伝奇デイペペ没の針千本…
妙漣寺の足を撫でてから、デイビットは立ち上がった。少し困ったように視線をさ迷させる妙漣寺の小指に、自分のそれを絡ませた。
「ゆーびきーりげーんまーんうそついたらはーりせーんぼんのーまーす!」
「あ……。

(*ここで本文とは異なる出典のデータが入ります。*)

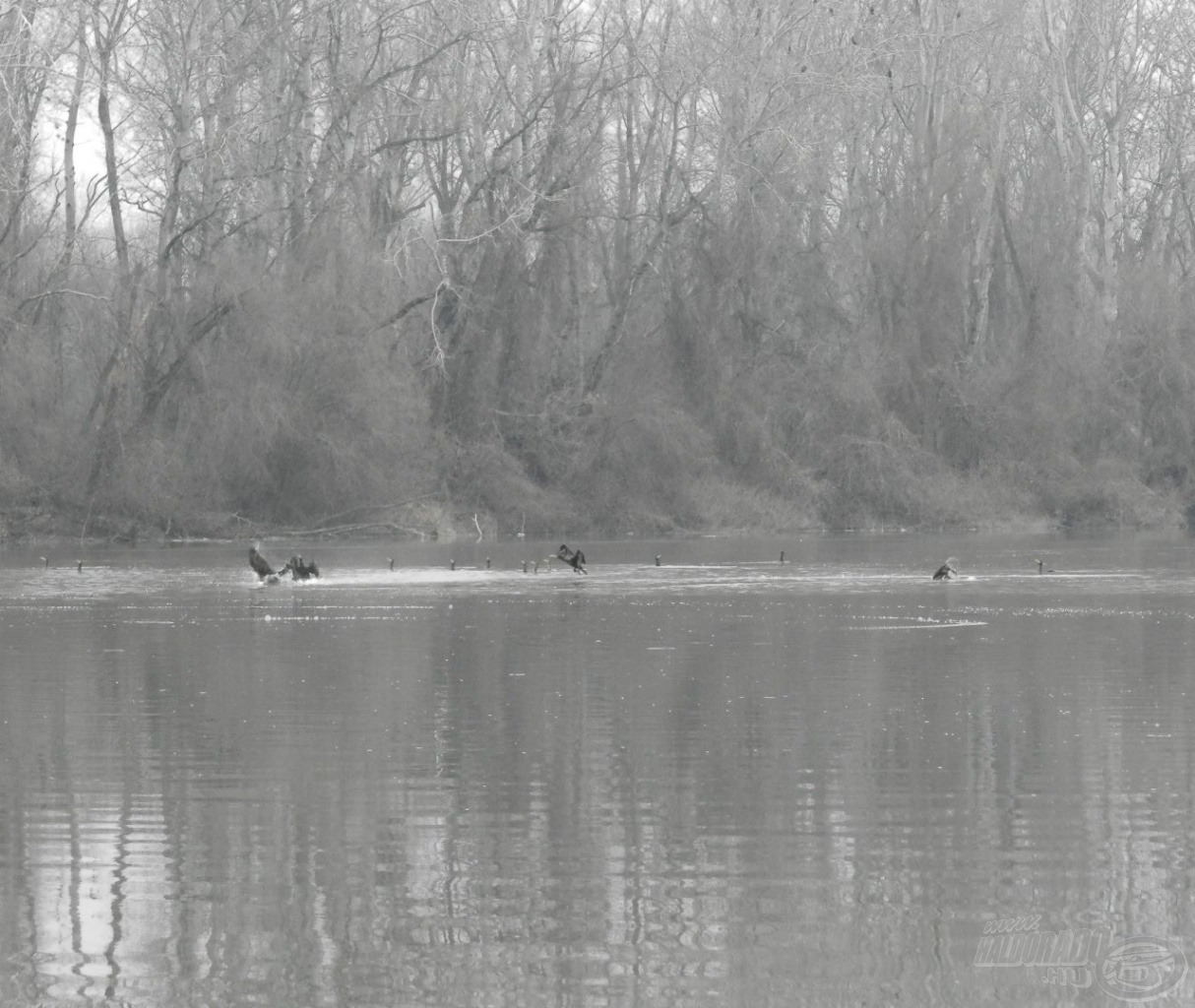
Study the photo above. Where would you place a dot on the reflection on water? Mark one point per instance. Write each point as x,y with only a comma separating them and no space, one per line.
719,781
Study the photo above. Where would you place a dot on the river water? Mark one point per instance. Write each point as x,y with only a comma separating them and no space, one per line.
723,780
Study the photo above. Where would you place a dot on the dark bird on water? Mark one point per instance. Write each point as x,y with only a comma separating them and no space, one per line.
575,558
947,571
300,571
262,566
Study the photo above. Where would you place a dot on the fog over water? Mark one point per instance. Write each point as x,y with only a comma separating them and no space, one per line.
721,780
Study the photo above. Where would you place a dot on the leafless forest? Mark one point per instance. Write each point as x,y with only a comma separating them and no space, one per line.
617,265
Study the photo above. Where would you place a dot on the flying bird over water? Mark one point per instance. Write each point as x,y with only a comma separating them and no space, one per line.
947,571
575,558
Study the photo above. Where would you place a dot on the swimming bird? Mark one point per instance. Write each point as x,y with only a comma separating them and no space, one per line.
299,569
262,566
947,571
575,558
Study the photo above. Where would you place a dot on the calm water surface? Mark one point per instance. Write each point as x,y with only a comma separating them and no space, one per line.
719,781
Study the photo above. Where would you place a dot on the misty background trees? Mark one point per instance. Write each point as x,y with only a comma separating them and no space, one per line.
620,263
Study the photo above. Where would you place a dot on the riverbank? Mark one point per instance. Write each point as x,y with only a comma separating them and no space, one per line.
724,511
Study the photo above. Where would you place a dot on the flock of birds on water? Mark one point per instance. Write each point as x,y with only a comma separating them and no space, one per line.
303,571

ゆ、指切った…」
「嘘ついたら飲ませるよ」
「で、でも…」
妙漣寺は、うろうろと視線をさ迷わせていた。嘘をついている、と分かりやすいその表情を、デイビットはじっと見つめる。デイビットの視線から逃れようと、妙漣寺は顔を逸らせた。赤く染まっている頬に、デイビットは手を伸ばす。
「妙漣寺」
「嘘、ついてないわ。ついてない…」
「針千本のーまーす」
「ついてない…っ」
妙漣寺の頬を両手で挟んで、デイビットは大きな碧眼を見つめた。返ってこない視線に唇を尖らせ、ぐっと顔を近づける。むにゅ、と唇を押し付ければ、妙漣寺の体が小さく跳ねた。デイビットが妙漣寺に飲ませる針は、いつだってキスだ。隠し事をしがちな妙漣寺は、今まで何回もデイビットに針を飲まされていた。
「や、やだ…ついてない、嘘なんて…っ」
もう一回、もう一回と、デイビットはくっつけるだけのキスを何回もする。唇を押し付けるたびに、妙漣寺の反論が小さくなっていく。キスが10回目を数えると、瞳を潤ませた妙漣寺がごめんなさい、と呟いた。